In November 1919 he was promoted to Commander and appointed executive officer of the armored cruiser San Marco; in March 1920 he was transferred to the battleship Conte di Cavour, again as executive officer, and in December he was assigned to the maritime defense of Venice, also carrying out a mission in Fiume in the following months. In May 1923 he was appointed commander of the MAS squadron of the naval forces of the Mediterranean, in December 1924 he was commander of a destroyer squadron (with as flagship), in November 1925 he took over the direction of the naval mechanic's school in Venice and in April 1926 he was promoted to captain. In April 1928 he became commander of the scout cruiser Quarto and from 1929 he was in command of a squadron of Indomito-class destroyers.

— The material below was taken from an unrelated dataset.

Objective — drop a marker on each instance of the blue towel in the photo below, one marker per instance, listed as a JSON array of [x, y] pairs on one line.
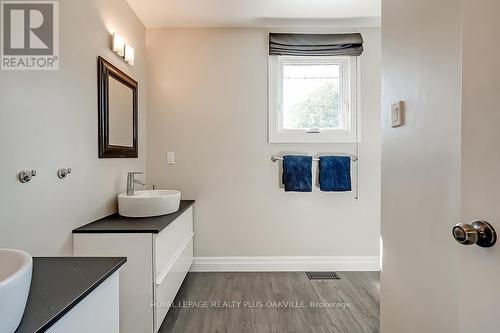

In 1931 he became chief of staff of the 2nd Fleet, embarked on the battleship Andrea Doria and later on the light cruiser Giovanni delle Bande Nere. In January 1933 he was promoted to rear admiral and appointed naval commander of Sardinia and of the La Maddalena Naval Fortress Area. In 1935 he was promoted to vice admiral and for a short time he was put at disposal of the Ministry of the Navy. During the Second Italo-Ethiopian War he was commander of the 4th Naval Division, and in October 1936 he became naval commander of Sicily. In April 1937 he was promoted to admiral and on the following month became vice president of the High Council of the Navy. In January 1938 he became commander in chief of the Northern Tyrrhenian Naval Department and in March 1940 he assumed the presidency of the High Council of the Navy.

===World War II and later years===

After the Armistice of Villa Incisa following Italy's brief campaign against France in June 1940, right after its entry into World War II, Goiran was appointed naval delegate in the Commissione Italiana d'Armistizio con la Francia.
In June 1941 he was again appointed commander-in-chief of the Northern Tyrrhenian Naval Department until November, when he was placed at the disposal of the Ministry of the Navy. He then returned to the position of President of the High Council of the Navy from October 1942 until the Armistice of Cassibile in September 1943. Afterwards, he did not collaborate with the authorities of the Italian Social Republic and in August 1944, after the liberation of Rome, he was part of the commission tasked with investigating into officers who had been guilty of collaborationism.

He died in Rome on November 16, 1945.